Le Congrès américain commence à se réformer pour traiter les affaires de harcèlement sexuel à l'intérieur de l'institution, après de multiples accusations lancées par des femmes contre des parlementaires en exercice.

Les élus reviennent lundi après leurs congés de Thanksgiving et voteront mercredi, à la Chambre des représentants, pour rendre obligatoire une formation anti-harcèlement sexuel pour tous les élus et leurs collaborateurs.

Les chefs du Congrès sont sous pression pour réagir, vite, au déballage d'affaires en cours.

Un sénateur démocrate, Al Franken, fait l'objet d'une enquête de la commission éthique du Sénat pour des gestes déplacés et un baiser forcé, pour lesquels il a présenté ses excuses.

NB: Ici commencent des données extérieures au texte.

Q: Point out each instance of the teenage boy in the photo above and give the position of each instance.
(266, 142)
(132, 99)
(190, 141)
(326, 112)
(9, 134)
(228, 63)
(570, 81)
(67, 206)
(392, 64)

Dès son retour à Washington lundi, il a convoqué une conférence de presse pour un nouvel acte de contrition.

«Je sais que j'ai déçu beaucoup de monde», a-t-il déclaré. «Je sais qu'il n'existe pas de mot magique pour regagner votre confiance, et que cela prendra du temps».

«Cela a été un choc», a-t-il poursuivi. «J'ai honte».

Les allégations contre lui ne sont pas les plus graves; la femme qu'il a embrassée de force en 2006, Leeann Tweeden, a accepté ses excuses. 

Les faits reprochés au doyen démocrate de la Chambre, John Conyers, sont plus lourds: le harcèlement sexuel de collaboratrices pendant des années. L'une d'elles a signé un règlement à l'amiable en 2015 et obtenu des indemnités. Mais l'élu, âgé de 88 ans, dément les accusations et refuse de démissionner, plaçant en difficulté tout le parti démocrate.

Manque de transparence

Du côté républicain, le président Donald Trump soutient coûte que coûte un candidat au Sénat, l'ancien magistrat ultra-conservateur Roy Moore, accusé d'attouchements sur des mineures il y a plusieurs décennies.

Plusieurs élus, emmenés par la démocrate Jackie Speier et la républicaine Barbara Comstock, veulent aller plus loin que la seule sensibilisation au harcèlement et réformer une loi de 1995 sur la façon dont les victimes, à l'intérieur du Congrès, peuvent rapporter des faits de harcèlement et obtenir réparation.

Cette loi avait été adoptée en moins de deux semaines en janvier 1995, à une voix de l'unanimité. Mais l'époque a changé et les procédures établies à l'époque sont aujourd'hui dénoncées comme obsolètes et trop en défaveur des plaignants.

«Le système mis en place en 1995 protégeait le harceleur», a dit Jackie Speier sur la chaîne ABC dimanche. «Une victime m'a dit que le processus était presque pire que le harcèlement lui-même».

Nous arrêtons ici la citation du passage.